The class, led by exotic animal medicine expert Dr. Tara Harrison, provides an overview of ferret health and treatment and also covers clinical, political and social issues unique to the mustelid species.
“I enjoy the one-on-one instruction,” Chung says. “Dr. Harrison came over and taught us how to do blood draws and was guiding us through it. It builds confidence in a way that you won’t get by just sitting in a classroom and learning about the technique.
“Plus, you get to snuggle this man,” she coos, cuddling Andre 3000.
Teaching resilience and relaxation
From application to graduation, veterinary school can be a perfectionist environment where students feel pressure to succeed, instructors say. But in a couple selectives, students are learning that it’s OK to try new things and fail.
Dr. Amy Lehman and Dr. Jen Turner’s Psychomotor Skills course is where many first-year students don surgical gowns and gloves for the first time. It’s also a training ground for handling syringes, performing venipunctures and tying sutures, albeit on cloth and foam models.
These early attempts at surgical skills often have unplanned outcomes.
“I blew the vein!” one student yells, laughing, as her first attempt to place an IV catheter makes her model limb leak blue-tinted liquid from its pipe insulation and neoprene sleeve.

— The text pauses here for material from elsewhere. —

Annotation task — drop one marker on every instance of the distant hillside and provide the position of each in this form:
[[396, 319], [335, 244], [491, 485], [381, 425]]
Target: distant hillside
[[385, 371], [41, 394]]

Learning from mistakes and breaking a process down into steps are key lessons of the course, Turner and Lehman say.
“Practicing surgery skills — hand skills — seems to be the first time a lot of our students encounter something that’s really and truly a challenge to them, because you cannot succeed by studying out of a book or reading about it,” says Lehman, an assistant teaching professor who runs the CVM’s Simulation Lab. “You have to practice it, and you have to be willing to fail in order to get better.”
Student Eric Ortiz says he appreciates having this dedicated time to fine-tune his approach.

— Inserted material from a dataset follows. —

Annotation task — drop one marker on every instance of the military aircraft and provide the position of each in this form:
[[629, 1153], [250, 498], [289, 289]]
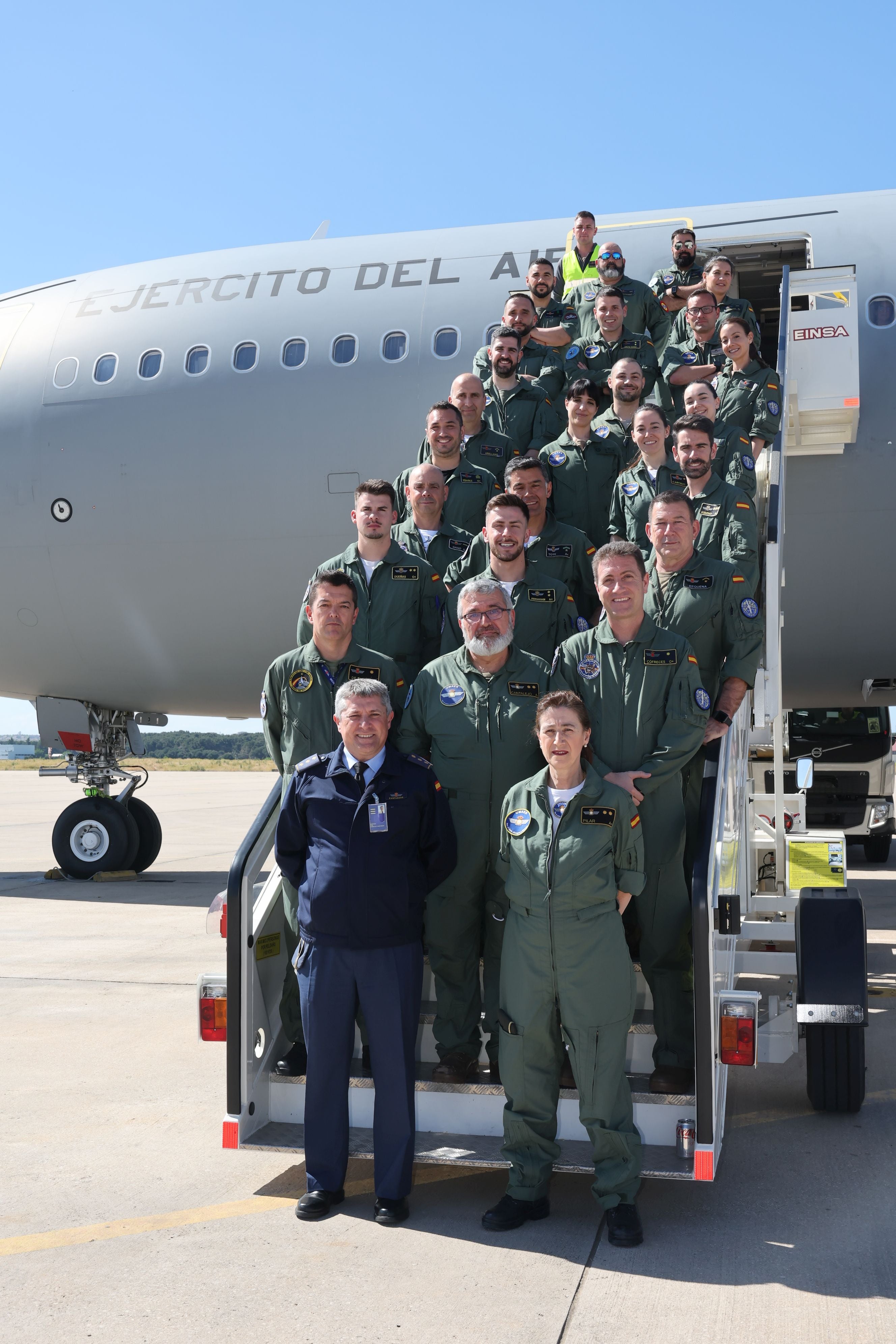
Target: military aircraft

“I wanted to learn to use all the tools and get more stability in my hands,” he says. “Here, there’s more time for the instructors to focus more on your technique, or correct you, or just give you some one-on-one advice. The earlier we learn it, the more we can practice.”
Elsewhere on campus, students in Dr. Michael Stoskopf’s Veterinary Illustration course evaluate each other’s drawings of various animals and insects. Several say this is their first time exploring an artsy hobby.
Stoskopf, a professor of wildlife and aquatic health, says veterinary students face increasing pressure to overwork themselves. It’s healthy for them to take the time to learn a slow, intentional craft that can help them de-stress.
“The class is really about life choices and realizing there’s more to life as a veterinarian than the bad cases, and we need to keep that balance,” he says.
Second-year student Xavier Crumel says the class was outside his comfort zone at first, because he had not drawn since childhood. He initially wanted to find a way to decompress after long days but is now inspired to keep sketching.
“Learning different techniques, such as stippling and shading, I really found that very therapeutic,” he says. “I’d give this experience a 10 out of 10, because I can actually see myself continuing drawing after leaving class because of how relaxing it can be.”